Wax’s statements are embarrassing and distracting everyone, he said. Makhija on his part has been trying to teach students how to think about the process and be effective advocates and work with the university administration. He has also been trying to give them the information they need to move forward on the process.

UPenn has been reprimanding Wax for her inflammatory rhetoric since 2018, but she has never been asked to leave the campus. The Academic Freedom Alliance (AFA), a coalition of faculty members from across the country and across the ideological spectrum committed to upholding the principles of academic freedom and professorial free speech, has also expressed its firm view that Wax should suffer no formal consequences as a result of her public statements.

Regardless of what one may think of her personal political views, the only appropriate action the university should take is to publicly reaffirm the free speech rights of the members of its faculty, the AFA has said in the past.

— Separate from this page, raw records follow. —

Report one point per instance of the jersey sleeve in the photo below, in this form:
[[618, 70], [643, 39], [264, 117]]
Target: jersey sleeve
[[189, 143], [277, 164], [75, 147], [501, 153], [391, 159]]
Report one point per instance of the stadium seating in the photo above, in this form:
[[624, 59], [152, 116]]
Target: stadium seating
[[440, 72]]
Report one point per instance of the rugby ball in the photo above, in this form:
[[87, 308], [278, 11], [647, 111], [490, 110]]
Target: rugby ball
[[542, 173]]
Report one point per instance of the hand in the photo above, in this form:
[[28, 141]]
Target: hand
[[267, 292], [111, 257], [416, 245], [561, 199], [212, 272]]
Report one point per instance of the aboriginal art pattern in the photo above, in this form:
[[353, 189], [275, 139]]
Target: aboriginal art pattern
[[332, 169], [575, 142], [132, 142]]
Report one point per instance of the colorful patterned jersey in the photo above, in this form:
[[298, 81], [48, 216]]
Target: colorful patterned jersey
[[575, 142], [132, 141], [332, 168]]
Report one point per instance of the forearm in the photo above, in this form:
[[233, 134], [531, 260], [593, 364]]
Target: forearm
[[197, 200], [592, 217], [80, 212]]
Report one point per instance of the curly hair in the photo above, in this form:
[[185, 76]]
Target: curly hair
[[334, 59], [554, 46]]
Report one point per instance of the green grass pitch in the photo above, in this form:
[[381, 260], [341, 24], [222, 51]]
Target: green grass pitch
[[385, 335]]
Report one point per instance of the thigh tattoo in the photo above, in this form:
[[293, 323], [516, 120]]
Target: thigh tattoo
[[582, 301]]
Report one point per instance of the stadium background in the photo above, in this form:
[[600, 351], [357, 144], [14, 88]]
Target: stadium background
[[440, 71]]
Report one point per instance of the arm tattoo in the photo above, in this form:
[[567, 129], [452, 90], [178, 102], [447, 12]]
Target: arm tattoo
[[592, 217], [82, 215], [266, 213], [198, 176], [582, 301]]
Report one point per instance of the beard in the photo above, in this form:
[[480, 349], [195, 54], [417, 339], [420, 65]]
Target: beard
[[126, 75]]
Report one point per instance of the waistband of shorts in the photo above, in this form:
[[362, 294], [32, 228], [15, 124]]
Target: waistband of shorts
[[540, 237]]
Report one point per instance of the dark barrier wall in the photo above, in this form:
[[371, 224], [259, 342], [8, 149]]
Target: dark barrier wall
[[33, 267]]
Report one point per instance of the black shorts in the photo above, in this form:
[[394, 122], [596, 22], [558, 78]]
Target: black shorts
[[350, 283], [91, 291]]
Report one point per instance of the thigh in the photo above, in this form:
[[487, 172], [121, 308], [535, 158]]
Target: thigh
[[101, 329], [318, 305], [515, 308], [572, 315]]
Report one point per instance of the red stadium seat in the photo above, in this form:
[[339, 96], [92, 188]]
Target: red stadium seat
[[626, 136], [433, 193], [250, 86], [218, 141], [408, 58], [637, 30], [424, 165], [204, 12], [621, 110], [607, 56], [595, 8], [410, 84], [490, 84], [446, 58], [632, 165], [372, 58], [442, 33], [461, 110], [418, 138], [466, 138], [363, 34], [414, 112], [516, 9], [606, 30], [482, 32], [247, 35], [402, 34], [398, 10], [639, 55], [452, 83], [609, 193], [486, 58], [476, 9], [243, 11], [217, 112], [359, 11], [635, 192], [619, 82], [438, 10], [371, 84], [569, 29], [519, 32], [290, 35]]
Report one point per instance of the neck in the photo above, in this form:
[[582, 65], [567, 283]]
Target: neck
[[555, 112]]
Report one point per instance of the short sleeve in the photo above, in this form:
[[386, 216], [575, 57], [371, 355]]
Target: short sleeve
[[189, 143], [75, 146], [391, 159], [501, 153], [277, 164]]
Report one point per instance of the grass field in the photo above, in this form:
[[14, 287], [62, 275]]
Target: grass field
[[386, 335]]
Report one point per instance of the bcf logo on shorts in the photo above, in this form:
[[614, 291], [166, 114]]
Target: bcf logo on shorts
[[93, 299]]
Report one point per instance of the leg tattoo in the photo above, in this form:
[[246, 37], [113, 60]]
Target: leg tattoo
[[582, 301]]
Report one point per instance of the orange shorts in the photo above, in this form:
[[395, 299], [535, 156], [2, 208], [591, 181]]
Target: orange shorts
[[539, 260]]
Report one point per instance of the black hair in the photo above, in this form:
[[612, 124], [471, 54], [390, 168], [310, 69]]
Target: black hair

Penn Law Dean Theodore Ruger made a statement Jan 18, 2022: ‘Taking her public behavior, prior complaints, and more recent complaints together, I have decided it is my responsibility as dean to initiate the university procedure governing sanctions against a faculty member.’ No action has been taken as yet, however. The proceedings will take time and involve the faculty senate.

UPenn did not respond to an email sent to get Ruger’s comment.

Reacting to Wax’s statement, the South Asians for America (SAFA) national director Neha Dewan told indica, “The comments by Professor Amy Wax are flagrantly racist, insulting to South Asians, and grossly unacceptable under any circumstance. It is abhorrently clear that she does not respect South Asians or immigrants, many of whom could be her own students in the classroom. She has a track record of making racist remarks and the fact that she continues to stay in her position as a professor under the guise of ‘academic freedom’ is intolerable.”

Dewan said SAFA has been encouraging the South Asian community to pressure the Penn Law School leadership to expedite Wax’s removal because every moment that she stays at the university provides an additional opportunity for her to continue propagating views that are “the antithesis of the values that we and our country stand for”.

Makhija said the upcoming Indian American Impact summit agenda would be expanded to include discussion on the incident and offer solutions for anti-Asian and anti-South Asian hate in educational settings.

Earlier in 2018, Wax said Black students are rarely in the top 25 percent of a class, and barely found in the top 50 percent. The statement was rebutted by dean Ruger and Wax lost the opportunity to teach mandatory first-year classes, being shuffled instead to optional classes.

On the criticism she has received, Wax said that while “one does have the right to hurl crude words like yuck, ick, xenophobe, hater, and of course, the ubiquitous, accusatory ‘racist’ … that doesn’t make it the right thing to do or the right way to go about academic discourse.”

Makhija said “it’s just kind of sad when you have someone so dumb on the faculty of one of the best law schools in the country” and stated that she was being ‘irresponsible’ in using her position to “lend credibility to overtly racist sentiments that don’t recognize Indian Americans for who we are.”

He also pointed out the hypocrisy in her comments on medical students at UPenn, saying “most were born in the U.S. and Americans all their lives, and are probably going to be the ones to treat her if she’s in the hospital.”

Dean Ruger acknowledged that Wax’s comments shone a light on the underlying tension around harmful speech at American universities, and that “the same academic freedom principles that permit current scholars to engage in critical and overdue analysis of this nation’s historical and structural discrimination – despite zealous efforts to censor such speech by some – also apply to faculty like Wax who voice xenophobic and white supremacist views”.

Despite this, he stated that her comments were diametrically opposed to the ethos of the institution and a “tangible reminder” that xenophobia, sexism and racism are not abstractions but reality only “sharpens and deepens our commitment to support our community as we continue to work to advance equity and inclusion”.